First, the emergency response phase. COVID-19 is putting further pressure on water supply. Since the lockdown, Jordan and Turkey have been affected by water shortages, whilst other countries have rerouted irrigation water to household water. Access to water is crucial in fighting of this pandemic, so all participants exchanged on their solutions to effectively tackle the water shortage.
Following the alarming discovery that traces of COVID-19 were found in wastewater treatment plants and concerns raised by participants, the UfM is working with the Joint Research Centre (JRC), the European Commission’s science and knowledge service, to ensure a scientific response. Together, the UfM and JRC will host a webinar showcasing guidelines and tools for keeping such infrastructure and its services safe and secure, especially for countries using treated effluent for their agricultural activities.
Second, the recovery phase. Water -including coastal water- is a key component of the productive systems, from agriculture, energy production and industrial production to transport and tourism. Today, 3 out of 4 jobs are water-dependent. To face this, the UfM is launching a study on the impact of COVID-19 on the water sector, and will support the implementation of the recovery strategy by providing a platform for policy dialogue and up-scaling of exemplary projects. The UfM, along with its partners, will support national policies and action plans, starting with two or three pilot countries from the Maghreb, Mashrek and Balkans regions.
The UfM Secretary General, Nasser Kamel, highlighted that “Water shall be at the centre of any recovery and development plan tackling the consequences of the COVID-19 pandemic in the region, as the crisis is yet another reminder that this vital sector must always be kept financially sustainable and technically capable. At the same time, the aftermath of COVID-19 will require the Euro-Mediterranean region to shift in its approach towards more sustainable production and consumption patterns.”

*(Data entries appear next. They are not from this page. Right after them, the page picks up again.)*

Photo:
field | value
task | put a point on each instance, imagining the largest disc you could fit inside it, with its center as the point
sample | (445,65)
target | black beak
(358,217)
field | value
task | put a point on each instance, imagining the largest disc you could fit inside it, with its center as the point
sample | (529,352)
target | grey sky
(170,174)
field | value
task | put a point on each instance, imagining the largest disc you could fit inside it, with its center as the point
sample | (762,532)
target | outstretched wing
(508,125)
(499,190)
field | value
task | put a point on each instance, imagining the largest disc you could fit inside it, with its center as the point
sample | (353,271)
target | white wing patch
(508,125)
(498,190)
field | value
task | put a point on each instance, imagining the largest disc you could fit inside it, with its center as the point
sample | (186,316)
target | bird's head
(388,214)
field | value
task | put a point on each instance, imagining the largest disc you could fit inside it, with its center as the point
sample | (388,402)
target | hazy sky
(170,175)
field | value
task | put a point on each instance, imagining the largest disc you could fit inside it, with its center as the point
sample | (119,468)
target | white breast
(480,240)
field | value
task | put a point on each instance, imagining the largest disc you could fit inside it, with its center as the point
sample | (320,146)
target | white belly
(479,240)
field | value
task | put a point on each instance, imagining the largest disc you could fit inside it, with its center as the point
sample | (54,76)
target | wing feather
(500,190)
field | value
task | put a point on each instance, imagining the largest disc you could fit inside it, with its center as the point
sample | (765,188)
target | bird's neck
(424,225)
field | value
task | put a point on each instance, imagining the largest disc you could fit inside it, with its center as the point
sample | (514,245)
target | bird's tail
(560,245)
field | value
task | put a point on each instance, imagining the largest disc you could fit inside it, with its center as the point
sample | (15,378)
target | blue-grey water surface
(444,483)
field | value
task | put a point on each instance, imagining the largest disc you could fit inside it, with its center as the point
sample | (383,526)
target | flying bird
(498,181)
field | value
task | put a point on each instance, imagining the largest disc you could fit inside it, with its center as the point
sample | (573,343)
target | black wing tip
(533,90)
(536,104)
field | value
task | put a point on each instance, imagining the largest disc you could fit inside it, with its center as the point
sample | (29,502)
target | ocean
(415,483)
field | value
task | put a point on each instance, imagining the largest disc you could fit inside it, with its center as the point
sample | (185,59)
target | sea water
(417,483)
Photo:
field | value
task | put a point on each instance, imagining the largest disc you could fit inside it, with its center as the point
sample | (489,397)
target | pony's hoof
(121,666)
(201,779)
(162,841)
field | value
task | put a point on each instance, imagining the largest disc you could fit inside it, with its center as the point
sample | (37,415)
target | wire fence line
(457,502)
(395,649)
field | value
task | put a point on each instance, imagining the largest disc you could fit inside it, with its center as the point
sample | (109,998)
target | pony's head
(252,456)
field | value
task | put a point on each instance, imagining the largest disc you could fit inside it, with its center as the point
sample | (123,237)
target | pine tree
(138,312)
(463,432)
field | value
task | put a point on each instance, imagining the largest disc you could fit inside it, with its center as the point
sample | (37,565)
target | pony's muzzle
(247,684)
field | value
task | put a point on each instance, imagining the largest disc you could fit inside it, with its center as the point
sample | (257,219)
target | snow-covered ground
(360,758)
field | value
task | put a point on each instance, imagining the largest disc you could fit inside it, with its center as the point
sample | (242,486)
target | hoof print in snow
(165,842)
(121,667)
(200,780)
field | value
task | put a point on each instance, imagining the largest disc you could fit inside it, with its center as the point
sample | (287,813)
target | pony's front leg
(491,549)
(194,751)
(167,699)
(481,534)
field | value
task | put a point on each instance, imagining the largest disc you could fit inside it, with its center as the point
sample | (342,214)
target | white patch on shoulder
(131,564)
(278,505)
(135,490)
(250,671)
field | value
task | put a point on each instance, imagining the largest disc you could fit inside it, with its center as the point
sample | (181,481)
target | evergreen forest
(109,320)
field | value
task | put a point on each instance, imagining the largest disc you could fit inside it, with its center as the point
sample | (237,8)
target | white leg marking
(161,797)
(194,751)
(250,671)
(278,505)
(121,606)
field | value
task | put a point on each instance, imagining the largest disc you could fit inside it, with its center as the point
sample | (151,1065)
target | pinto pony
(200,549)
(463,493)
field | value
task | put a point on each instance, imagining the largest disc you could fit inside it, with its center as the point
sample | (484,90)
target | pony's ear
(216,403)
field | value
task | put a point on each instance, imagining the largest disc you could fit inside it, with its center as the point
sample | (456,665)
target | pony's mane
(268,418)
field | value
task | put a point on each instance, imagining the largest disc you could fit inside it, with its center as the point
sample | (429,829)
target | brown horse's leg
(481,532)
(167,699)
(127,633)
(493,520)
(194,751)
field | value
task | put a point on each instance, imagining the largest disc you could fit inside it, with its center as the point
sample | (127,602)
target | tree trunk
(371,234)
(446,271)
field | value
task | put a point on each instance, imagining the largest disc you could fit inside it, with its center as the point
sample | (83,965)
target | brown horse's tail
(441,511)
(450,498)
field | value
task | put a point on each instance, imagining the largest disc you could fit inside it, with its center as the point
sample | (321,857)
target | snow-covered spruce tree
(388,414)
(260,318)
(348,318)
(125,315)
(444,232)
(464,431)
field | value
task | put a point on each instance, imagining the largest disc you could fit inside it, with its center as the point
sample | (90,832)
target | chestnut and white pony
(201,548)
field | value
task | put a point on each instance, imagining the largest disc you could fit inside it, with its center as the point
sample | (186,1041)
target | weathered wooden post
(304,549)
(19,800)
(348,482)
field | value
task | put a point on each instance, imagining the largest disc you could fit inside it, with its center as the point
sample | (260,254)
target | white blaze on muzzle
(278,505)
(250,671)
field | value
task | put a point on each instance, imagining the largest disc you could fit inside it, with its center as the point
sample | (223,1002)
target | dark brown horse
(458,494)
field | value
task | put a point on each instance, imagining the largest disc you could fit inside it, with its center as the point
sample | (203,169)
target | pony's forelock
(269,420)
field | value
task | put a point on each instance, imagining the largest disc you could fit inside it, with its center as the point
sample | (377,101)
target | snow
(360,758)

The recovery response will be included in the UfM’s regional Water Agenda, developed and implemented since 2017 to help achieve the 2030 Sustainable Development Goal of “Ensure access to water and sanitation for all” in the Euro-Mediterranean area, highlighted Almotaz Abadi, UfM Water Managing Director. The UfM Water Agenda aims to ensure that each and every Euro-Mediterranean country receives the necessary technical, administrative, and financial recommendations to help achieve water security for its population and their economic activities, taking into account its impact on agriculture, employment, hygiene and climate change.